Liu Tang is a fictional character in Water Margin, one of the Four Great Classical Novels in Chinese literature. Nicknamed "Red Haired Devil", he ranks 21st among the 36 Heavenly Spirits, the first third of the 108 Stars of Destiny.

Background
A native of Dongluzhou (東潞州; believed to be present-day Changzhi, Shanxi), Liu Tang is muscular and dark-complexioned. He is nicknamed "Red Haired Devil" because his hair is of a crimson hue and his broad face bears a prominent red birthmark. A skilled fighter, he specialises in the use of pudao. With no fixed abode, he mainly does illegal trading in Shandong and Hebei.

Robbing the convoy of birthday gifts
Liu Tang gets wind of the conveyance of valuables to the Grand Tutor Cai Jing in the imperial capital Dongjing from Daming.
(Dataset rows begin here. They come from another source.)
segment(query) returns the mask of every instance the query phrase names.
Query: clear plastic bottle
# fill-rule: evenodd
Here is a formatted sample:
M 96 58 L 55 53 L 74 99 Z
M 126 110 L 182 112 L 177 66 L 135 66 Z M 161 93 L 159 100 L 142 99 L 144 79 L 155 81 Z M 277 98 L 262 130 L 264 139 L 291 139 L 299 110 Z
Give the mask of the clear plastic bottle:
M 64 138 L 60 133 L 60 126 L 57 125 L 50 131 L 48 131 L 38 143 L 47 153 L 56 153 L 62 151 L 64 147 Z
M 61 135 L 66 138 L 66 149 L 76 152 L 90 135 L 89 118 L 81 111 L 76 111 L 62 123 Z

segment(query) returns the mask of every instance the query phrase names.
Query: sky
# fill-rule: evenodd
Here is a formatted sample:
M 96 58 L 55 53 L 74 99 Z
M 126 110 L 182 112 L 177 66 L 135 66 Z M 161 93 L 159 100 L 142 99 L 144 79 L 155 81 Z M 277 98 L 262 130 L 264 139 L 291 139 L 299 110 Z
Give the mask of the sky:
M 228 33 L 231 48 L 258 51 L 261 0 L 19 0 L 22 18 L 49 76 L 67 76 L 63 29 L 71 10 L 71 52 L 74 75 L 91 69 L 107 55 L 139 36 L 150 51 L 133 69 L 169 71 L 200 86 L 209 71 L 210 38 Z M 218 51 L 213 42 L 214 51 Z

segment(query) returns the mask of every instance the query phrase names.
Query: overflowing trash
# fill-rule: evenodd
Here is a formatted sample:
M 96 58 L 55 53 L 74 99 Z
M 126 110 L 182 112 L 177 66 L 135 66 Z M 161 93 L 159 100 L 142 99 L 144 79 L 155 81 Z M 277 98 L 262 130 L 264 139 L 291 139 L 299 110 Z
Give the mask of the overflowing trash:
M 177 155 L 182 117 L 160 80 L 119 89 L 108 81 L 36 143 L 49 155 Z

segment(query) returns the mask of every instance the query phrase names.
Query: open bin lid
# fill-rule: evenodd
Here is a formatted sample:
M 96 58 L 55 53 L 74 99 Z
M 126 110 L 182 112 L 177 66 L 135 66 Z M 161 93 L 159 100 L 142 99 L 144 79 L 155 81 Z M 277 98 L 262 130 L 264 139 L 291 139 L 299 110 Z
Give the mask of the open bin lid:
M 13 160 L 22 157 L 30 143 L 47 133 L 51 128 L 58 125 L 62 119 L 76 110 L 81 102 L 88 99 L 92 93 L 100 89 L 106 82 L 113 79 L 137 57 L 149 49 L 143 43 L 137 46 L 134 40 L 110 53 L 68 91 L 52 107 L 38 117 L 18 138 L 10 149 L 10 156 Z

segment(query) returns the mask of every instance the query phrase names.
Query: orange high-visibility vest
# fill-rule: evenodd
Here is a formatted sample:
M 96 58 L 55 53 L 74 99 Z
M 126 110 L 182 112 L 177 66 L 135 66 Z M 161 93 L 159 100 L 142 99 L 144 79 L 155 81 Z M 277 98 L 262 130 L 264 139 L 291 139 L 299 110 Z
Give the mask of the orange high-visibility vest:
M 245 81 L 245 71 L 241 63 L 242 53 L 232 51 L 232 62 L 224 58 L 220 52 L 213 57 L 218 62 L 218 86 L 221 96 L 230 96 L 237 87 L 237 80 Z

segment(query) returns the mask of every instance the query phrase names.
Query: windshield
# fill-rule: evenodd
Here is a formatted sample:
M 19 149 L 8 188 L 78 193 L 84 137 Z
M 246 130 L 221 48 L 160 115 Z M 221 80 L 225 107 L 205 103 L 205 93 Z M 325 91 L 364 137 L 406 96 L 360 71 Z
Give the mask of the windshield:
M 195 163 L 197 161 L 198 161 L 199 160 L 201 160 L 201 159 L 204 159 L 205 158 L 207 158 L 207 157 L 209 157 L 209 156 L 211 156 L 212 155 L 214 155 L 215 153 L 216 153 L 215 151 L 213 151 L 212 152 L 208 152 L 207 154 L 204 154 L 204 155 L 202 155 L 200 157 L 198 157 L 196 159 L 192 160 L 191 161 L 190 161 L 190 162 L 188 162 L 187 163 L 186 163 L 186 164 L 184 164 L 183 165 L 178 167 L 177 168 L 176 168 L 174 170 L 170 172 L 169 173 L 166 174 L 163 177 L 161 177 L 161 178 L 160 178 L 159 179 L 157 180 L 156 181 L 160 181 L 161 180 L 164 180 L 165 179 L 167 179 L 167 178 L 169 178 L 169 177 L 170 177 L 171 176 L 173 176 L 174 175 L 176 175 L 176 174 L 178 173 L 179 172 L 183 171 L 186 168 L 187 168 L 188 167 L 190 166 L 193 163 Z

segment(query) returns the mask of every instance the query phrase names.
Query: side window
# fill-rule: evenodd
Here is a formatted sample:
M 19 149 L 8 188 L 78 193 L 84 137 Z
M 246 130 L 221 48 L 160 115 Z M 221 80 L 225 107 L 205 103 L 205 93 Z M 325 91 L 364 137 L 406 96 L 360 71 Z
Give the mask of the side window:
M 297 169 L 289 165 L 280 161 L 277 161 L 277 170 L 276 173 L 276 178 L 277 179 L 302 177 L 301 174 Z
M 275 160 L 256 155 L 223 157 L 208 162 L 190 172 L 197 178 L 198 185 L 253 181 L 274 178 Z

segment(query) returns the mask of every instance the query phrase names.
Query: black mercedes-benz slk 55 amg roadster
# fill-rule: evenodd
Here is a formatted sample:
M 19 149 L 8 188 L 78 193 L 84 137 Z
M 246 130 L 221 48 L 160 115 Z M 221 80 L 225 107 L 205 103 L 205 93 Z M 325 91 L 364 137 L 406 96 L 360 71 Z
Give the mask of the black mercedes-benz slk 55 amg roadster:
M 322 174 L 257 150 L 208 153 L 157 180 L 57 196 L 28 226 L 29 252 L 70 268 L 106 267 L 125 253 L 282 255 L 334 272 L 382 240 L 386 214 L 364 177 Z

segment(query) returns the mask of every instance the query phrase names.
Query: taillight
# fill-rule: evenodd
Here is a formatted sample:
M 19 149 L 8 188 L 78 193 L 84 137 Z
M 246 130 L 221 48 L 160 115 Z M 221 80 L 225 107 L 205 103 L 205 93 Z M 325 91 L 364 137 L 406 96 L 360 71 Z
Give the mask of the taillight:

They are birthday gift from Cai's son-in-law Grand Secretary Liang Shijie, the prefect of Daming. Liu rushes to Dongxi village in Yuncheng County to suggest to Chao Gai, the village's headman who is well-known for chivalry, that they together hijack the valuables. Before he reaches Chao's home, he gets drunk and falls asleep in a rundown temple in the village.

Lei Heng, a chief constable of Yuncheng, comes to the temple that night while on patrol with his men. Lei is certain that Liu, with his odd and vagabond looks, is up to no good in the village. They pounce on him and tie him up before he could resist. They then stop by at Chao Gai's manor for some refreshment. Out of curiosity, Chao secretly goes to check on Liu, who is suspended in a side room. Liu tells Chao the purpose of his visit. Chao Gai then lies to Lei Heng that Liu Tang is his nephew, thus winning his release. However, feeling sore over the arrest, Liu catches up with Lei Heng as he returns to office and challenges him to a fight. Chao Gai comes to the scene and stops the clash.

The hijack team eventually comprises seven men, namely Chai Gai, Wu Yong, Gongsun Sheng, Liu Tang and the three Ruan brothers. Disguised as date traders and with the help of Bai Sheng, who imposes as a wine seller, they trick the escort party led by Yang Zhi to take the drugged wine of Bai. When the escorts fall over numb in their limbs, the seven men cart away the valuables. 

But authorities soon track down essential clues and send soldiers to seize Chao Gai at his house. Song Jiang, a clerk of Yuncheng's magistrate, learns of the arrest order and rushes to alert Chao to flee. After beating their pursuers, Chao leads his gang to join the outlaw stronghold at Liangshan Marsh.

Joining Liangshan
Worried that Chao Gai would usurp his position, Wang Lun, the chief of Liangshan, tries to send the group away with gifts and excuses. Wu Yong instigates Lin Chong, who has been cold-shouldered by Wang since joining the stronghold, to kill the chief. Chao Gai is then elected the new chief of Liangshan, with Liu Tang taking the fifth position. 

Chao Gai sends Liu Tang to take some gold pieces and a letter to Song Jiang to convey his gratitude. Song is shocked when Liu, whose wanted notice bearing his picture is widely posted in the region, greets him openly one night on the street. Besides, Liu could be easily identified by the prominent birthmark on his face. Nevertheless, Song  takes Liu to a quiet inn where he accepts only one piece of gold and the letter. It is this letter which later leads to Song killing his mistress Yan Poxi, who threatens to report his link to the outlaws to the authorities. The incident starts Song on the way to become a bandit.

When the Liangshan outlaws attack Dongchang Prefecture (東昌府; in present-day Liaocheng, Shandong) for food, they come up against the garrison commander Zhang Qing, who flings stones with great accuracy. Zhang fells many Liangshan warriors from horseback with his stones. Liu Tang, seeing that mounted combat is getting nowhere, charges at Zhang on foot. But he is captured when Zhang knocks him down with a stone. He is freed after the outlaws overran Dongchang.

Campaigns and death
Liu Tang is appointed as one of the infantry leaders of Liangshan after the 108 Stars of Destiny came together in what is called the Grand Assembly. He participates in the campaigns against the Liao invaders and rebel forces in Song territory following amnesty from Emperor Huizong for Liangshan.

In the battle of Hangzhou in the campaign against Fang La, Liu Tang meets his end when, eager to score merit, he charges into the city upon noticing the gate is open. A beam is dropped on him when he gets past the gate, crushing him to death. He is later awarded the posthumous title "Martial Gentleman of Loyalty" (忠武郎).